For time series prediction using RNNs, common metrics include Mean Squared Error (MSE), Mean Absolute Error (MAE), and Root Mean Squared Error (RMSE). These measure how close the predicted values are to the actual values. Lower values mean better predictions.

When the task is classification on time series data, metrics like accuracy, precision, recall, and F1 score become important.

Choosing the right metric depends on the goal: for continuous value prediction, use error metrics; for classification, use classification metrics.

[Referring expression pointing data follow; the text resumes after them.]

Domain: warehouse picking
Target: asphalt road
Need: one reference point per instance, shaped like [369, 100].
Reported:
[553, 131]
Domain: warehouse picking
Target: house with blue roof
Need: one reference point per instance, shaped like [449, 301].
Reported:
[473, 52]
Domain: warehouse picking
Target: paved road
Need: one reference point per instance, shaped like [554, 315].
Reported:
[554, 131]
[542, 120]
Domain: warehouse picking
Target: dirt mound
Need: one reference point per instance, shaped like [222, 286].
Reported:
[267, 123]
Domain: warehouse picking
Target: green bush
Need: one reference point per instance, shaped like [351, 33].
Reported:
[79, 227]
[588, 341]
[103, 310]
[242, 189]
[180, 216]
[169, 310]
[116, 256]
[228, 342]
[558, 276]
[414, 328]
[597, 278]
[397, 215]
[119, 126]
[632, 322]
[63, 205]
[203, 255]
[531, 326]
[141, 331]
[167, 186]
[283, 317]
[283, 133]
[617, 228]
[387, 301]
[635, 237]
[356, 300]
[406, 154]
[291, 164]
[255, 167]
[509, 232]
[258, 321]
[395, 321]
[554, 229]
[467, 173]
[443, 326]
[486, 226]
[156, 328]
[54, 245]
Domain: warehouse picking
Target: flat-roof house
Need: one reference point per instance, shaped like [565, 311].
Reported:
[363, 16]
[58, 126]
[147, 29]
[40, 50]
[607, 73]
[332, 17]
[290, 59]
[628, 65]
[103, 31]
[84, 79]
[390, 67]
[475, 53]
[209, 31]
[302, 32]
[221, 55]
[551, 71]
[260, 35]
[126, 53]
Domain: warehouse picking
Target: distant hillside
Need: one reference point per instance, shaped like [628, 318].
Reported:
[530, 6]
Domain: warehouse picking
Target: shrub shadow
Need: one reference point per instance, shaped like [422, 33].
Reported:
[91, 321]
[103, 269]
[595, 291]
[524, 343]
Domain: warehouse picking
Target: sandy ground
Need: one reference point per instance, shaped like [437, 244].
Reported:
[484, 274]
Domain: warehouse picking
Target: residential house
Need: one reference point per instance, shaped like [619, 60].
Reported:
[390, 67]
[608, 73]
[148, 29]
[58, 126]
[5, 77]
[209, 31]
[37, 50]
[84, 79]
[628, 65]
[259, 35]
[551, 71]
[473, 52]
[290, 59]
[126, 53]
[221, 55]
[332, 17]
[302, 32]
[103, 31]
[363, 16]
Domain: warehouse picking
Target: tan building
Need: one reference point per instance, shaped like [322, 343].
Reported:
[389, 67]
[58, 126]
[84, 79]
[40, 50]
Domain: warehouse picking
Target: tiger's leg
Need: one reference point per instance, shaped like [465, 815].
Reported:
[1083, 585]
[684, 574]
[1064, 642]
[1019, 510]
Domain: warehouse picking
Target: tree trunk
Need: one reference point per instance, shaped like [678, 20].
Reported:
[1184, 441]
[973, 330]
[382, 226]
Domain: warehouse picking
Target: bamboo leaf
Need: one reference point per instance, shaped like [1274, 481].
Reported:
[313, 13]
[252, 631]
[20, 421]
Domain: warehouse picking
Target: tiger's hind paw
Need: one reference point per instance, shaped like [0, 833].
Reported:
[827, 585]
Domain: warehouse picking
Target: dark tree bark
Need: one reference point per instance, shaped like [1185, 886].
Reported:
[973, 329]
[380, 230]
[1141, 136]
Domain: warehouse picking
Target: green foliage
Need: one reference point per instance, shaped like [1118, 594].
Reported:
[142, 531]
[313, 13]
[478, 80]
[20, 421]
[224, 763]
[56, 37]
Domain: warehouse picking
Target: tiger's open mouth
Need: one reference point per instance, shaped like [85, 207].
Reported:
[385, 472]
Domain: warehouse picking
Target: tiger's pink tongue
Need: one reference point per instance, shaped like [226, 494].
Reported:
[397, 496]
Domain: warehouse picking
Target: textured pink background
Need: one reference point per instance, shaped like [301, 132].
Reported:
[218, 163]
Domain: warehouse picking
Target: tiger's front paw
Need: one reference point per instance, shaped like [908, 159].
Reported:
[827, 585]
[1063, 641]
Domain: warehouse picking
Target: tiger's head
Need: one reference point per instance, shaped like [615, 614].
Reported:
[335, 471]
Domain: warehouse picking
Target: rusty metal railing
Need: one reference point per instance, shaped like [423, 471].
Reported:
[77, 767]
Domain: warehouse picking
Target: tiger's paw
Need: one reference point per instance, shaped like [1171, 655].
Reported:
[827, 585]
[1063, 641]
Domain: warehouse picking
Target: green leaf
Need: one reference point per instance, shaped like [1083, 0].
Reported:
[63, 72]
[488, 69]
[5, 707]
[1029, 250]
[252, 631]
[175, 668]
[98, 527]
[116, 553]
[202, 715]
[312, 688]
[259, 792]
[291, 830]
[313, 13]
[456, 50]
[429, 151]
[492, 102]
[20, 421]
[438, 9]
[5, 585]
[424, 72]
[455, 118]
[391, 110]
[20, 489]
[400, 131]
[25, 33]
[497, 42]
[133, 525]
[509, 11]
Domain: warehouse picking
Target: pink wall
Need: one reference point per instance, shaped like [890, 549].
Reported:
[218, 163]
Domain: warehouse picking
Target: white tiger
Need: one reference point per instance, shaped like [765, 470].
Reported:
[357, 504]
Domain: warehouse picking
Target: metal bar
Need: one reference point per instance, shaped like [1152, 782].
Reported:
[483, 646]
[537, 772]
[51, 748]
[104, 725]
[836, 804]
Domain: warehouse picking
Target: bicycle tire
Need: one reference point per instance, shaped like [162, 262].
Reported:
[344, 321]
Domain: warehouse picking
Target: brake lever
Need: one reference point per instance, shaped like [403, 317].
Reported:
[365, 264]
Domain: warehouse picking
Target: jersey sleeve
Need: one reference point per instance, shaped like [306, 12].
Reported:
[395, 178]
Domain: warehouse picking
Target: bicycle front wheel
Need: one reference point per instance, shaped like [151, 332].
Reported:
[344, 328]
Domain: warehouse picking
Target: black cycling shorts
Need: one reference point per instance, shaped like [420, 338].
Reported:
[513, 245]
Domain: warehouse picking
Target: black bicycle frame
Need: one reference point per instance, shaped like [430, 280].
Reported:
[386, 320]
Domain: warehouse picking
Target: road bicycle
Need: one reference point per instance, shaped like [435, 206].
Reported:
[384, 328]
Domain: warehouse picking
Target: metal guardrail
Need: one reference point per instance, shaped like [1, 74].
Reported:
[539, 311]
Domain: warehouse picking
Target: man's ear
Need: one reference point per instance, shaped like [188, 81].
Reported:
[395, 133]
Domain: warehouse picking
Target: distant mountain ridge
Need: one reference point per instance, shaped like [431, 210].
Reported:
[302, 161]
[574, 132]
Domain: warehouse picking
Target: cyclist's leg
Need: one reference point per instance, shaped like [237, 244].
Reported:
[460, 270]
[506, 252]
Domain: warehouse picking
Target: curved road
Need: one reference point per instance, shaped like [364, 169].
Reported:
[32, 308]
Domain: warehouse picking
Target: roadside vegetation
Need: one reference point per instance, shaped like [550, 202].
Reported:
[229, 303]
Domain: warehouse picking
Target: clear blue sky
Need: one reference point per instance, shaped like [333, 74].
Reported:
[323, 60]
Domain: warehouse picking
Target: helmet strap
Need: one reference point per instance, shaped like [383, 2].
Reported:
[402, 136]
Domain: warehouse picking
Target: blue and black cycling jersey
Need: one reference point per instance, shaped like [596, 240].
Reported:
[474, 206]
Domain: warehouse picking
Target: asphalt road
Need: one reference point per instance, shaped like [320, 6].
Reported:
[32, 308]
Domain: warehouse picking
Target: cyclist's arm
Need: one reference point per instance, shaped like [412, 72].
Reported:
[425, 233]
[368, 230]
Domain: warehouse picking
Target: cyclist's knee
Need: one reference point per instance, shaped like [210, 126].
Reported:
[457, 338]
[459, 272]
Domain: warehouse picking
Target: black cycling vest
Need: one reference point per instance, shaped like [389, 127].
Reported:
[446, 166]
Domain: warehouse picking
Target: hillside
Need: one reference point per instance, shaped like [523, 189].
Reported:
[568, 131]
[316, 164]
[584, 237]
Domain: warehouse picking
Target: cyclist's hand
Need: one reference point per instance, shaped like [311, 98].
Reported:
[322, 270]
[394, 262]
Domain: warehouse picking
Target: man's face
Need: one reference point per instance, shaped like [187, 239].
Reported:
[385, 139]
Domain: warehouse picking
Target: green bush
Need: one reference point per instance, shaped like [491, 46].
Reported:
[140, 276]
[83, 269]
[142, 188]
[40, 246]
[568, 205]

Confusion matrix example for time series classification
    Actual \ Predicted | Positive | Negative
    -------------------|----------|---------
    Positive           |    50    |   10
    Negative           |    5     |   35

    Total samples = 50 + 10 + 5 + 35 = 100
    

From this matrix:

  • True Positives (TP) = 50
  • False Positives (FP) = 5
  • True Negatives (TN) = 35
  • False Negatives (FN) = 10

Precision = TP / (TP + FP) = 50 / (50 + 5) = 0.91

Recall = TP / (TP + FN) = 50 / (50 + 10) = 0.83

F1 Score = 2 * (Precision * Recall) / (Precision + Recall) ≈ 0.87

Precision vs Recall tradeoff with examples

In time series classification, sometimes you want to catch all positive events (high recall), even if some false alarms happen (lower precision). For example, detecting machine failures early.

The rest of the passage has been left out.